Michael Ward

SOE agent who endured a 500 mile trek in occupied Greece while gathering information on the enemy and divided partisans.

[copyright The Times – taken from obituary column 11 April 2011]

Michael Ward was hauled back from Tunisia in March 1943 to be interviewed in Cairo for undisclosed duties. Leaving 7th Battalion the Green Howards, he reported to GHQ Middle East to discover that his aptitude for classical Greek qualified him as a potential recruit for undercover work for the Special Operations Executive (SOE) in Axis occupied Greece.

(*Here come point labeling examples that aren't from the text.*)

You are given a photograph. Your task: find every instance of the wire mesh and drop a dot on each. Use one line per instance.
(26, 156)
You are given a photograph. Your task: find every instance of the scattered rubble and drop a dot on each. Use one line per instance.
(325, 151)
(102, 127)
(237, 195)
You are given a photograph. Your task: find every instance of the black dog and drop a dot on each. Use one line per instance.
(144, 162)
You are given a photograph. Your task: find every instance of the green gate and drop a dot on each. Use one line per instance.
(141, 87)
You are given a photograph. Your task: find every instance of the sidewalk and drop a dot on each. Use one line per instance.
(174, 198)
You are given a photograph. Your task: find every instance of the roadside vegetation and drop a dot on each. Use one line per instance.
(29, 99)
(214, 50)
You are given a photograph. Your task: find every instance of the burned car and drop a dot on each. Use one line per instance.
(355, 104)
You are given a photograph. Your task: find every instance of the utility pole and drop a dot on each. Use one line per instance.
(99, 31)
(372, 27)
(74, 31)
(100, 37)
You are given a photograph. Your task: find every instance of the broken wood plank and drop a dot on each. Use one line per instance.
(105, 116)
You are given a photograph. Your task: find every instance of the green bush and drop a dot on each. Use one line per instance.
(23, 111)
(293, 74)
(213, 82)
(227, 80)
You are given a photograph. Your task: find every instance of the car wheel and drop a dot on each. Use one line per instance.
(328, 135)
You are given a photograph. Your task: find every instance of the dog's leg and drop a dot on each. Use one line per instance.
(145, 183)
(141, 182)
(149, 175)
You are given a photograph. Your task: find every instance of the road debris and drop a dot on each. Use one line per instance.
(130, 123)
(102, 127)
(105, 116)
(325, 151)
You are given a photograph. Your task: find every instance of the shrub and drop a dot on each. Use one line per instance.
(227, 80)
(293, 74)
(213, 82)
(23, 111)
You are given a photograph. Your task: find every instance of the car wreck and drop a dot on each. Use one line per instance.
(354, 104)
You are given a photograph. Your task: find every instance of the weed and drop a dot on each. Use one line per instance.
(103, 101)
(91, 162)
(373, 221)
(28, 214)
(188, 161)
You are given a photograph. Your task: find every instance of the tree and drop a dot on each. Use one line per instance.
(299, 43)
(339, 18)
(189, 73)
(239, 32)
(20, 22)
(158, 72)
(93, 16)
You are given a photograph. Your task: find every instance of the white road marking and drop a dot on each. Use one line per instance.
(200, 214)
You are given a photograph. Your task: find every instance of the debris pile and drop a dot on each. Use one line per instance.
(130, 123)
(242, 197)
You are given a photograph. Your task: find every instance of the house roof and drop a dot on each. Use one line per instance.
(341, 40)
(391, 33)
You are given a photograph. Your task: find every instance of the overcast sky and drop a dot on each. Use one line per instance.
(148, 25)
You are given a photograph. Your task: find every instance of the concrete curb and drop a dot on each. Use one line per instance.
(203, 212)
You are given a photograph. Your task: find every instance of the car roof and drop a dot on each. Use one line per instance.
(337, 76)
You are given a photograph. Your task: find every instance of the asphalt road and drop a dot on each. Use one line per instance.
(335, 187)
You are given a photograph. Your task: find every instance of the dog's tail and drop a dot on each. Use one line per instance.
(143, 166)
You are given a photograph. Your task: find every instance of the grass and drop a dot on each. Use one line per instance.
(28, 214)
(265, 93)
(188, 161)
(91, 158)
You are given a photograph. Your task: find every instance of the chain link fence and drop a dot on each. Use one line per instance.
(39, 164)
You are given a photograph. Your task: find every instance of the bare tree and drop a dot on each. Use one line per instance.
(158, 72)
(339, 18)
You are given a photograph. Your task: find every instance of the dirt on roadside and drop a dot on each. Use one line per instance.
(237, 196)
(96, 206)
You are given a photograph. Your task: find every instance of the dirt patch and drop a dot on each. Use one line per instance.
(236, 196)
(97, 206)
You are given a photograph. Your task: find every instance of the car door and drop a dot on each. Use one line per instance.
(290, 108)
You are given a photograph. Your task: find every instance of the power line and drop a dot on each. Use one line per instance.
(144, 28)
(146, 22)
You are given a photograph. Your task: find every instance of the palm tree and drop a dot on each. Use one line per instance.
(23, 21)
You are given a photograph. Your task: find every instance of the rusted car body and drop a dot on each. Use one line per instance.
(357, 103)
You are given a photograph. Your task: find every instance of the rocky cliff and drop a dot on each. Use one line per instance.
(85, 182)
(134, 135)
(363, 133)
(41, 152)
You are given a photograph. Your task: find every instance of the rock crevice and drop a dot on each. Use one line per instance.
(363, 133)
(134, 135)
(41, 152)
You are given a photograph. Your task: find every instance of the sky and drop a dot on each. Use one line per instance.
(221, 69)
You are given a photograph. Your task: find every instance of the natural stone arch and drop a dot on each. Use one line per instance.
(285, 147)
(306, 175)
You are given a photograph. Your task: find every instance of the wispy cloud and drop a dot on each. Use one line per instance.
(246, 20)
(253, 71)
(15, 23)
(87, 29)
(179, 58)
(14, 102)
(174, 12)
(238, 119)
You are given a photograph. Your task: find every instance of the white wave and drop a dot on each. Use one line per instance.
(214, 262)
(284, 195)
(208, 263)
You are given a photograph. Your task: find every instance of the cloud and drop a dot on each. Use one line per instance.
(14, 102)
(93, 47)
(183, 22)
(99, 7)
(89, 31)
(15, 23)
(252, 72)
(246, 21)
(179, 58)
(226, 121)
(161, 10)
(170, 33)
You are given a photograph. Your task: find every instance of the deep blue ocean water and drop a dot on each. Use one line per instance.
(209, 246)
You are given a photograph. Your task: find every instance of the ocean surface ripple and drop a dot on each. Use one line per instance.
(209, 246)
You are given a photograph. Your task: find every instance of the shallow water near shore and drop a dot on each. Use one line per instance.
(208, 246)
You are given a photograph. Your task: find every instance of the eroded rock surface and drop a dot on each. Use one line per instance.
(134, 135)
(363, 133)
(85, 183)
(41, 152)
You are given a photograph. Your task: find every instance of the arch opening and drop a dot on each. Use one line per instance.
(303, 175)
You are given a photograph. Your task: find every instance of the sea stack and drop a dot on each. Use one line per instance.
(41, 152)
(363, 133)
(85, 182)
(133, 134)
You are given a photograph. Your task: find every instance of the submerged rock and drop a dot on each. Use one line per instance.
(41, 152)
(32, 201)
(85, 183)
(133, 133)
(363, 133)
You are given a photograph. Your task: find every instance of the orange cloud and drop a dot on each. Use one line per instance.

He was given time to polish up on modern Greek, train as a parachutist and do some intensive research on SOE operations in Greece. He was then put in charge of preparing and dispatching small groups of agents to join the Allied Military Mission there.

When his turn came, he was flown by RAF Dakota aircraft into a secret landing strip on the plateau over the crest of the Pindus mountains in northeastern Greece on October 20, 1943.

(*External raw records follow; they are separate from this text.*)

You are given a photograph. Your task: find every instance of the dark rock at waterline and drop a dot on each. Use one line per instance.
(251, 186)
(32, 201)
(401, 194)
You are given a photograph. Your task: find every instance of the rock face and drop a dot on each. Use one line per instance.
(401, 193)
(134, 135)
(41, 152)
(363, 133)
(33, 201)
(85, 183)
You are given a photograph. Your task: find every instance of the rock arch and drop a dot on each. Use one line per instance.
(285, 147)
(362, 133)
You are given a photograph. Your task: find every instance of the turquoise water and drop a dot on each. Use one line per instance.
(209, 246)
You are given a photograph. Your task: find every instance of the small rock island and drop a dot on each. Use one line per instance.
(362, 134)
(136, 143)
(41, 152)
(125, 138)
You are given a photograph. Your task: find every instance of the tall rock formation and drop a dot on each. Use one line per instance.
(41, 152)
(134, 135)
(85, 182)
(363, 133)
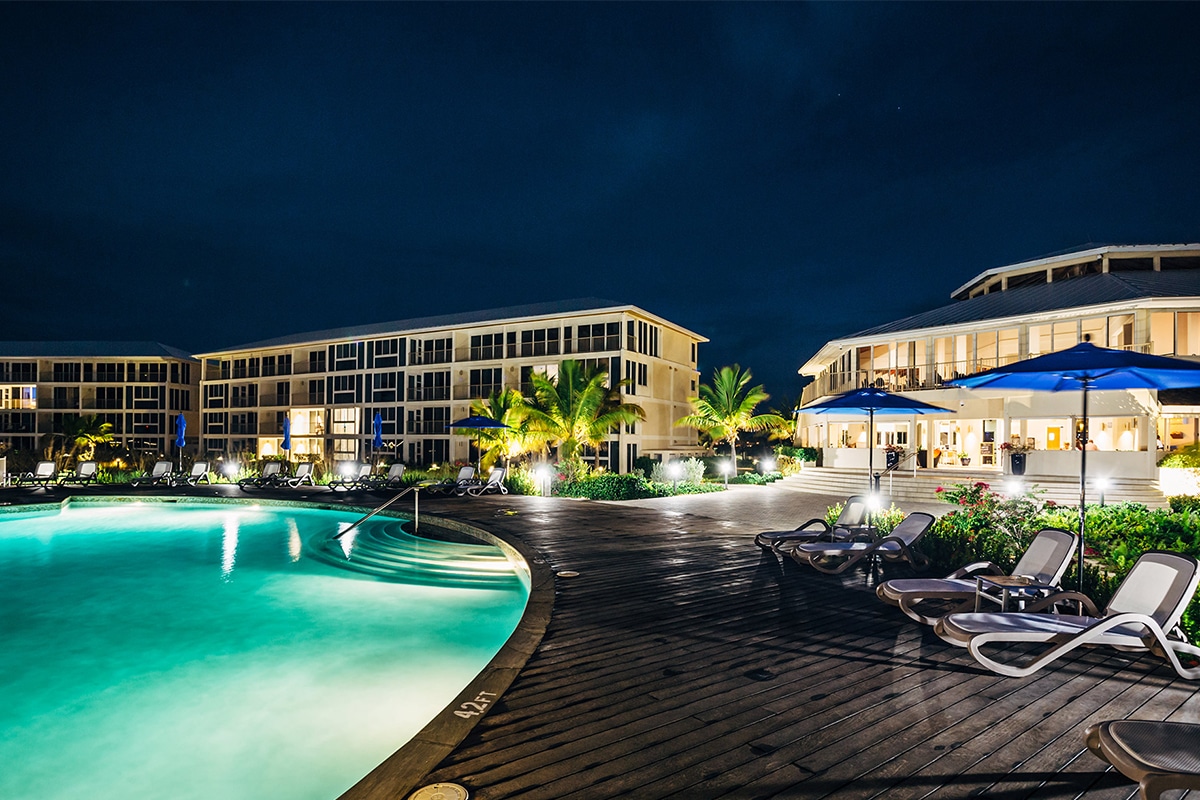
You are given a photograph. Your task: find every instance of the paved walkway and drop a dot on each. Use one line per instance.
(683, 662)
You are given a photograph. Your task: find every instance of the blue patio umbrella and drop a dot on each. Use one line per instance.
(180, 428)
(1086, 367)
(478, 423)
(871, 402)
(287, 435)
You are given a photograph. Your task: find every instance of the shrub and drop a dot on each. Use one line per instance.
(611, 486)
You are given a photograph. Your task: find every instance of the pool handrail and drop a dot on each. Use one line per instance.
(417, 515)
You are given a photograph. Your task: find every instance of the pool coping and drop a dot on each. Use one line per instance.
(402, 771)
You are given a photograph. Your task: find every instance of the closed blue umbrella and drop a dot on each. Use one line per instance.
(871, 402)
(180, 428)
(1086, 367)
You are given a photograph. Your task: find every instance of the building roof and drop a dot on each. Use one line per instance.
(1086, 290)
(91, 350)
(556, 308)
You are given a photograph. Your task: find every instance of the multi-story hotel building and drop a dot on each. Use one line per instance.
(1141, 298)
(421, 374)
(141, 388)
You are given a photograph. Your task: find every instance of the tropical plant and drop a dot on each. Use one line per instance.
(576, 408)
(78, 437)
(505, 444)
(726, 408)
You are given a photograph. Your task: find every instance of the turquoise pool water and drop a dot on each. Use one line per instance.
(183, 651)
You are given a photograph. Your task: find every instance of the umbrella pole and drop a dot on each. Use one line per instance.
(1083, 491)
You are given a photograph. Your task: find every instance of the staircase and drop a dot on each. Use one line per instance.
(385, 549)
(904, 486)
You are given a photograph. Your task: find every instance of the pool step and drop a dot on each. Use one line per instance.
(383, 549)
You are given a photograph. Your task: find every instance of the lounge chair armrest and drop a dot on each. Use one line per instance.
(978, 567)
(1086, 606)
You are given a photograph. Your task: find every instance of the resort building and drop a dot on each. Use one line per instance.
(141, 388)
(1139, 298)
(421, 374)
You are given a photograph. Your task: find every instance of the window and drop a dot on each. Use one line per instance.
(148, 397)
(485, 382)
(67, 373)
(486, 347)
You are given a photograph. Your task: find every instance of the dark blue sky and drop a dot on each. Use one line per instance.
(768, 175)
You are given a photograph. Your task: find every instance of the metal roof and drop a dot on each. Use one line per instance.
(1086, 290)
(555, 308)
(91, 350)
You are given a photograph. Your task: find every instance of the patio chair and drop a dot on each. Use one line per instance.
(898, 546)
(85, 474)
(271, 475)
(1143, 615)
(1041, 569)
(45, 473)
(199, 474)
(351, 476)
(495, 483)
(850, 523)
(303, 476)
(393, 480)
(460, 483)
(1161, 756)
(161, 474)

The Italians had agreed an armistice with the allies by then [8 September 1943], leaving their forces in Greece in an invidious state vis-à-vis their former German allies – and with the Greek partisans. On entering Nairada, close to where he landed, Ward was surprised to find the village swarming with Italian soldiers from the Pinerolo Division who had been relieved of their arms by the communist National Liberation Front (ELAS).

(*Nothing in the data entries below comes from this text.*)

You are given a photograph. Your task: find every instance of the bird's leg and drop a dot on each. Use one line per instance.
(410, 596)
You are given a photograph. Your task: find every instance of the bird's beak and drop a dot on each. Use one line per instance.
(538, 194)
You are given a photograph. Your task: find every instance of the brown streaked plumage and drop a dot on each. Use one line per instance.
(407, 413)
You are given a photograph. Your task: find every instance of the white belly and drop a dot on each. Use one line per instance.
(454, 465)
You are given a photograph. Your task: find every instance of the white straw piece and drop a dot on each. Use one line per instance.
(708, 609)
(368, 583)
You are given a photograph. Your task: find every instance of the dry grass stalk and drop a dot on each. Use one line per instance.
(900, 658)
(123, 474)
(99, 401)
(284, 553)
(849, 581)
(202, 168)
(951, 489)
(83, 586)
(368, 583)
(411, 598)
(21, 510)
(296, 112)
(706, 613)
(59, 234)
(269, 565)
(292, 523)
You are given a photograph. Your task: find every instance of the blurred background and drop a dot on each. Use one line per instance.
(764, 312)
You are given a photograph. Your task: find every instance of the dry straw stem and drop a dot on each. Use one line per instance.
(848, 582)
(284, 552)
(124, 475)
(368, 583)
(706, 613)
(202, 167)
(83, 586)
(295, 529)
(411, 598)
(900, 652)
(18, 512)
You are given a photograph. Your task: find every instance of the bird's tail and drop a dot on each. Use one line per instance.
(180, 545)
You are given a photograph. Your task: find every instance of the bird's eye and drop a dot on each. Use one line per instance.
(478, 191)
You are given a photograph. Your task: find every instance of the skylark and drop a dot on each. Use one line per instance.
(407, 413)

The local leader of the SOE Mission, Major Philip Worrall, explained that ELAS was preparing to seize control of the country the moment the Germans left and,  meanwhile, were being decidedly obstructive. This had followed the outbreak of hostilities between ELAS and two other – politically right wing – groups of partisans, which led the mission to halt the supply of arms.

After a long trek to meet to overall SOE commander in Greece, Colonel Chris Woodhouse, (later Lord Terrington) it was decided that Ward should visit as many of the Mission’s area HQ’s as he could reach before the next Dakota was due and return to Cairo with a comprehensive report.

Ward began an intended round journey of 215 miles by foot, mule and the occasional lorry that evolved into one of more than twice that distance, gathering details of German dispositions and the activities of the Greek andartes (guerrillas) en route. He found that the German tactic of motorised sallies into the hills rendered them vulnerable to ELAS road mines, stocks of which were being built up from Italian resources. The penalty for mine laying was murderous vengeance against the local population, but the ELAS leaders considered that a price worth paying.

His travels little more than half completed, Ward heard over the SOE radio link that the German Army had overrun the plateau landing strips. This extended his route to 500 miles to the Aegean coast, from where he and his companions were picked up by and SOE caique for voyage to Turkey and then by train to Cairo.

Ward returned to Greece towards the end of 1944 to join the advance HQ of Force 133, of which as the Mission in Greece was by then part, principally to wind up SOE business there, which took 18 months to complete. These months sealed his love of Greece and in 1948 he returned a second time as a member of the UN Special Committee on the Balkans (UNScob).

In October 1947 the UN General Assembly called upon Albania, Bulgaria and Yugoslavia to provide no aid to guerrilla forces in Greece and set up a special committee to aid the four nations involved to monitor compliance. Ward’s reports to the UN mission headquarters revealed that the communist guerrillas in Greece continued to receive aid from all three northern neighbours.

Michael Ward was born in Newchurch, Lancashire in 1918, son of Reverend D’Arcy Ward, and educated at Sedburgh school. After leaving the UN Mission in Greece, he served with the Sudan Political Service until Sudanese independence in 1955. Later he worked with BP, mainly in Athens and Baghdad, and in 1971 became the British Consul General in Thessaloniki. He was appointed OBE in 1982 for his services to Greece and retired to live and write in Athens.